I’m guessing since he heard how much his pals Killary and Bill (sounds like the title of a new Tarantino sequel) have creamed off over the years, somewhere in the order of 90 million pounds ( 110 mil dollars) he felt he and his mon Cherie were being left behind, with a mere 50 million quid. So, in the spirit of 1990’s optimism, the “People’s Prime Minister” feels there is plenty more filthy lucre in the world to be trousered and since his pockets are not bulging to bursting point yet – or at least that’s what his Mon Cherie tells him at bedtime each day – he must crack on, or is it crack one off, whichever.

So just like a perennial weed, no amount of Round-Up can get rid of, he re-appears to spread his roots deep and wide, infesting the British countryside, well, in fact any country’s side, back or front, wherever a pound, yen, dollar, euro, swiss franc, ruble, shekel, dinari, won or yuan can be made.

Fresh from having stuck the boot up poor old Corbyn’s jacksee at every opportunity, with the help of a certain PR firm, he now seeks to defecate on pastures new. Planning coup after coup, like an El Presidente dictator of a banana republic.

Since, he survived Chilcot, his armoured coating slightly scratched but not dented, he is free to crusade. This time it’s against Brexit.

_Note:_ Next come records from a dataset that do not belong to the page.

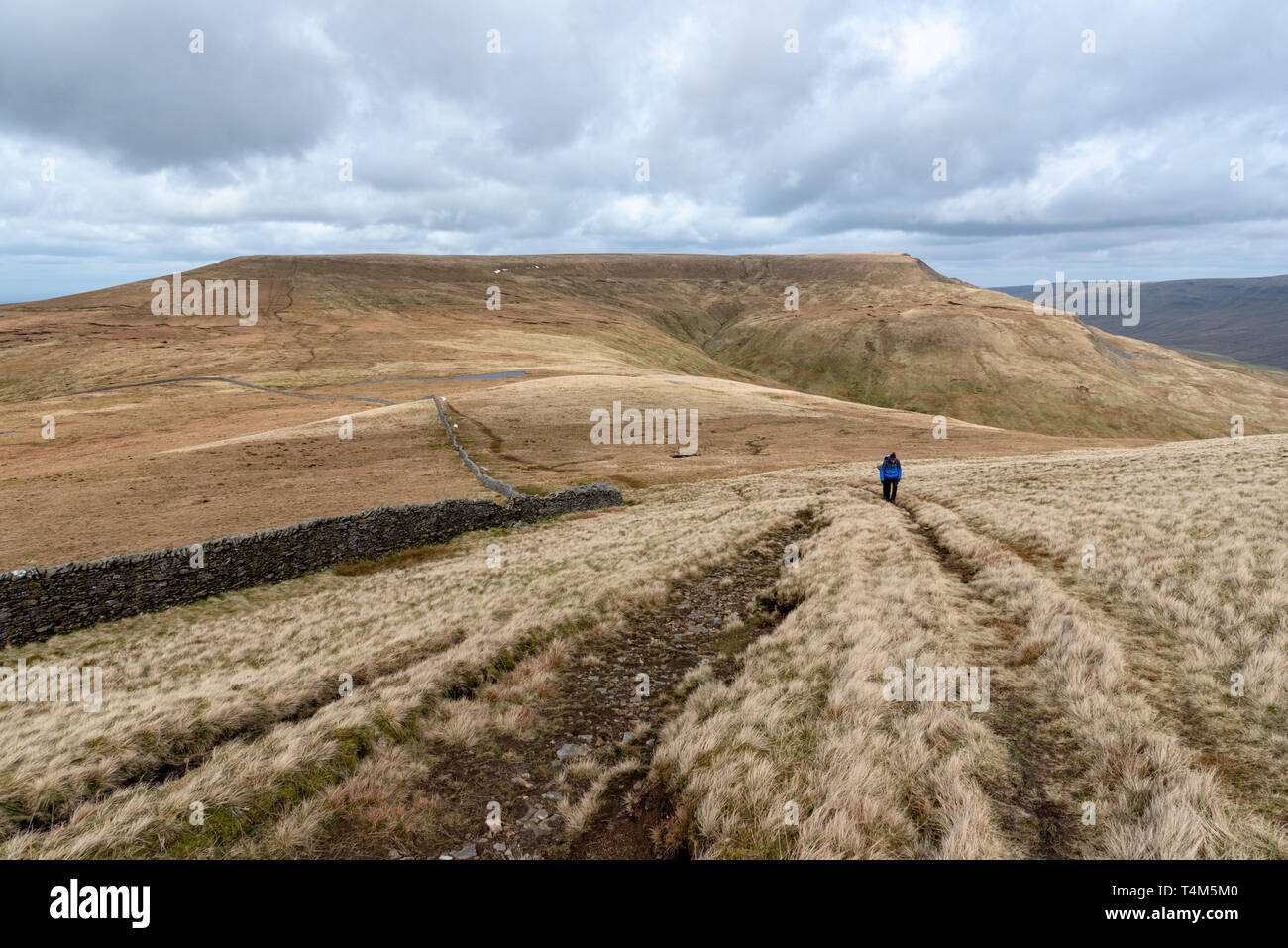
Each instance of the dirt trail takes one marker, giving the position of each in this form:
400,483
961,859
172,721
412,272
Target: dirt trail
1232,747
595,723
1037,800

Watching his beloved European Union gravy boat get holed – but not sunk – by the HMS Brexit was a painful, as opposed to, gainful experience for him. Yet undeterred, good ol’ Cap’ain Ton is now hoping to scupper the good ship Brexit like a Somali pirate, to plunder and pilage it and relaunch the E.U battleship Bismarck complete with a crew of old sea dog remoaners.

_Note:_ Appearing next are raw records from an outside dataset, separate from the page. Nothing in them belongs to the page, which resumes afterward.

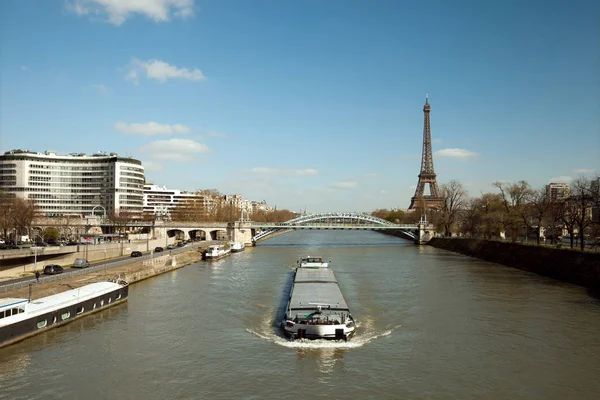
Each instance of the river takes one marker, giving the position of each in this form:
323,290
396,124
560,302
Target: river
432,325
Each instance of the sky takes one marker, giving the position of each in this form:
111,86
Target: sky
308,105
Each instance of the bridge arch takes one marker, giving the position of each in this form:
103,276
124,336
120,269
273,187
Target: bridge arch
335,220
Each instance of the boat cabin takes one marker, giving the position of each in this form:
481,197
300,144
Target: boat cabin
12,306
312,262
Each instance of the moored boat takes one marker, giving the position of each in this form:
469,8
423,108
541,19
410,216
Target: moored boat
216,251
22,318
316,308
236,247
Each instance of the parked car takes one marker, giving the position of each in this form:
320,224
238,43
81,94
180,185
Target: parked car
53,269
81,263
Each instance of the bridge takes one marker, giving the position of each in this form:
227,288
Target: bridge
336,221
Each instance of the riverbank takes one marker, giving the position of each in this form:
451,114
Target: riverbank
562,264
132,272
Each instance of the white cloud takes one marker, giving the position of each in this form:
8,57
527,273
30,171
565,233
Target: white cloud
150,128
346,185
151,166
218,134
160,71
460,154
565,179
101,89
275,171
118,11
180,150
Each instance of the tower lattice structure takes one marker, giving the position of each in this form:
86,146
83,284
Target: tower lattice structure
427,174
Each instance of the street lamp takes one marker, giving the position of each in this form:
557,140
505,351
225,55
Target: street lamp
35,250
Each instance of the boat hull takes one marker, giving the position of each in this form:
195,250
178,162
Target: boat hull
329,332
26,328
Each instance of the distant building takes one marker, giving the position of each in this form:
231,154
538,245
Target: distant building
75,184
160,201
558,191
595,186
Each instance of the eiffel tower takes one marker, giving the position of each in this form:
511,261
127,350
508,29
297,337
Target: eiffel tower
427,174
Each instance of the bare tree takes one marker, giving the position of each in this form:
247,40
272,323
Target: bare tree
454,198
514,198
7,204
582,200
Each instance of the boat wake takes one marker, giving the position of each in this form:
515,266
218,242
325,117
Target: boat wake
365,333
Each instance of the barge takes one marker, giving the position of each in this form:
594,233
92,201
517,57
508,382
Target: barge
23,318
215,252
237,247
316,308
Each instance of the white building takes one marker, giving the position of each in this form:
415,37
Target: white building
160,201
74,184
558,191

Using the same PR firm, for the JC (Jeremy not Jesus, even Tony wouldn’t try that) shoeing, to manage the new campaign, plus his merry crew of bandits, including Long Dicky Silver Beardy Branson (a real modern day Judas Iscariot) and his chest full of pieces of silver…well OK….a measly 25 grand…and Nick One Leggy Cleggy, Tim Far- rong and other swashfuckling remoaners, they have been plotting a mutiny for months. Every bit of effort has been put into this mutiny using the collective cunning of a fox chased down it’s hole by Tory toffs on a weekend hunt.

So, don’t be surprised if we hear old friends, like Alastair Scumball and Peter the Prince of Darkness, spinning furiously in the background. A cast of hundreds will be feverishly beavering away in the MSM ( More of the Same Misinformation) to support this cause backed by the rich and (in)famous, like Bob – give us yer fookin’ mooney – Geldof, adding his mouthiness to the cause but needless to say not his money. I wouldn’t be surprised if they register the new campaign as a charity at the UK taxpayers expense AND domicile it in Luxembourg, probably getting a tax rebate from the EU in the process.

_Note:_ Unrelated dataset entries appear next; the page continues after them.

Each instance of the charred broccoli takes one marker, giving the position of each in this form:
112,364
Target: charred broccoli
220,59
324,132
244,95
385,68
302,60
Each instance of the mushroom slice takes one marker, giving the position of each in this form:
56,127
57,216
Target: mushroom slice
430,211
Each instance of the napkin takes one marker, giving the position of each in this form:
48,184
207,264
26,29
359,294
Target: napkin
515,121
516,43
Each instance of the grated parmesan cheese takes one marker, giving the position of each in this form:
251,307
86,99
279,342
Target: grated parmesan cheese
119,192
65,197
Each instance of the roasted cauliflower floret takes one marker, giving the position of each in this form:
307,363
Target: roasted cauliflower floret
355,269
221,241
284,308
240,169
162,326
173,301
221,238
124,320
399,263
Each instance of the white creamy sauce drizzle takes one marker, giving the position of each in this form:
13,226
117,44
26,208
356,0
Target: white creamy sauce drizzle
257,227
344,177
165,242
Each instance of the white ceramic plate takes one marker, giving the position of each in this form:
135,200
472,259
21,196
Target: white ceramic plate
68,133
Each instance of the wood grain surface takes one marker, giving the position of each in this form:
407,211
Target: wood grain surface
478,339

Maybe, Wikileaks will be able to spill the beans and come to the rescue, before they drone Julian or he gets shipped off to Guantanamo via Stockholm on a one way ticket, never to be seen again.

Finally, we can hope the Dutch, French and German people see sense and join the good ship Brexit in 2017. Where is a U-boat when you need one to sink this motley crew, the Brussels mobsters and their Fuhrer Frau Fuckface, once and for all?